Catholic bishops on Saturday wrapped up a divisive synod by approving a compromise report reflecting a stalemate in the battle between the Church's conservative and liberal wings over its approach to sex, love and marriage.
The document, which Pope Francis is free to ignore or implement as he sees fit, fudges the key issue of whether divorced and remarried believers should be allowed to play a full role in the Church.
And it confirms the pullback from the more explicit opening to lesbian and gay believers supported by progressives when the review of teaching on the family was launched last year.
But it also leaves Francis with room for manoeuvre should he wish to defy his conservative opponents and push on with his attempt to make the Church more relevant and more welcoming towards believers who find themselves in breach of its rules.
Francis, who recognised in closing remarks that the three-week synod had exposed deep divisions in the Catholic family, now has to decide if and when he updates guidelines on Catholic teaching.
The text approved Saturday advocates a "case-by-case" approach to the most controversial question, the handling of divorced and remarried believers, saying they need to play a greater role in the Church but stopping short of explicitly ending the current ban on their receiving communion.
People in this situation need to be treated with discernment, allowed to play a greater role in the Church and not made to feel as if they have been excommunicated, the document states.
Underlining how controversial this section of the text was, the paragraphs related to divorced and remarried believers only just scraped the required two thirds of synod votes to gain approval.
The document includes only one brief article on the Church's approach to gay believers, framing the question in terms of how priests can help support families who have "persons with homosexual tendencies" in their midst.
It reiterates that the Church believes every person, regardless of their sexuality, is worthy of respect and a reception which takes care to "avoid every sign of unjust discrimination".
But it strongly reiterates the Church's opposition to gay marriage, saying: "There are absolutely no grounds for considering homosexual unions to be similar or even remotely analogous to God's plan for marriage and the family."
The emphasis contrasted sharply with first drafts last year which spoke of recognising the value of loving same-sex relationships, to the outrage of those opposed to any dilution of Church teaching that homosexuality amounts to a kind of disorder.
In closing remarks, Francis said the synod had been about confronting "today's realities" without "burying our heads in the sand".
He said the divisions that had emerged reflected important cultural differences which the Church should embrace in the way it applies its teaching -- an ambiguous comment that will concern conservatives.
"We have also seen that what seems normal for a bishop on one continent is considered strange and almost scandalous for a bishop from another," he said.
Francis, 78, also appeared to take a new swipe at the conservatives who had accused him of rigging the synod's organisation to try to engineer progressive conclusions.

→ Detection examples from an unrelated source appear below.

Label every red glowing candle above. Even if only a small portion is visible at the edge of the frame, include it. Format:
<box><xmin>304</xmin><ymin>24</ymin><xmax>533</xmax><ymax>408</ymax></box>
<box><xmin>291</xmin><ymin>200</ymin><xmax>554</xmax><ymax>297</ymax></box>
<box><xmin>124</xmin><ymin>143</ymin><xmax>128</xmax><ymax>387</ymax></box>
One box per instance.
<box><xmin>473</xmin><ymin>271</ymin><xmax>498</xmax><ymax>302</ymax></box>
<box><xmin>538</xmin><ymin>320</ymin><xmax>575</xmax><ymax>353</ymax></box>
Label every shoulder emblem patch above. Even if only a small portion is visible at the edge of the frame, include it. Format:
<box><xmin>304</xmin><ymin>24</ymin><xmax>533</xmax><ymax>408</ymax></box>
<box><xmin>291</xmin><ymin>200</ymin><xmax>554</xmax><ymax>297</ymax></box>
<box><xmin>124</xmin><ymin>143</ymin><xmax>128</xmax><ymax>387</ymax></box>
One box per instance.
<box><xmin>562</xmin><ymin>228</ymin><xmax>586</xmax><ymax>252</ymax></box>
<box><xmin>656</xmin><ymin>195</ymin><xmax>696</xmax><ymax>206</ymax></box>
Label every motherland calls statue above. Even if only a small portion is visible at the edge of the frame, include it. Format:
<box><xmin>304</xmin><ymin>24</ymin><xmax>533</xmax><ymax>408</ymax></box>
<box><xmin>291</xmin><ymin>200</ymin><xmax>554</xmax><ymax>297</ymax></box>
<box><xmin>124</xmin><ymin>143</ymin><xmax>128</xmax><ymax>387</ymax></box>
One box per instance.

"The different opinions which were freely expressed -- and at times, unfortunately, not in entirely well-meaning ways -- certainly led to a rich and lively dialogue," he said.
With conservative clerics talking of "Beasts of the Apocalypse" and the "whiff of Satan" stalking the synod, the debates of the last three weeks were played out against backdrop of frenzied claim and counter-claim.
It made for riveting drama and lively headlines but there are many who fear the gathering will be remembered primarily for the divisions on display rather than any progress on making the Church more relevant to the modern world.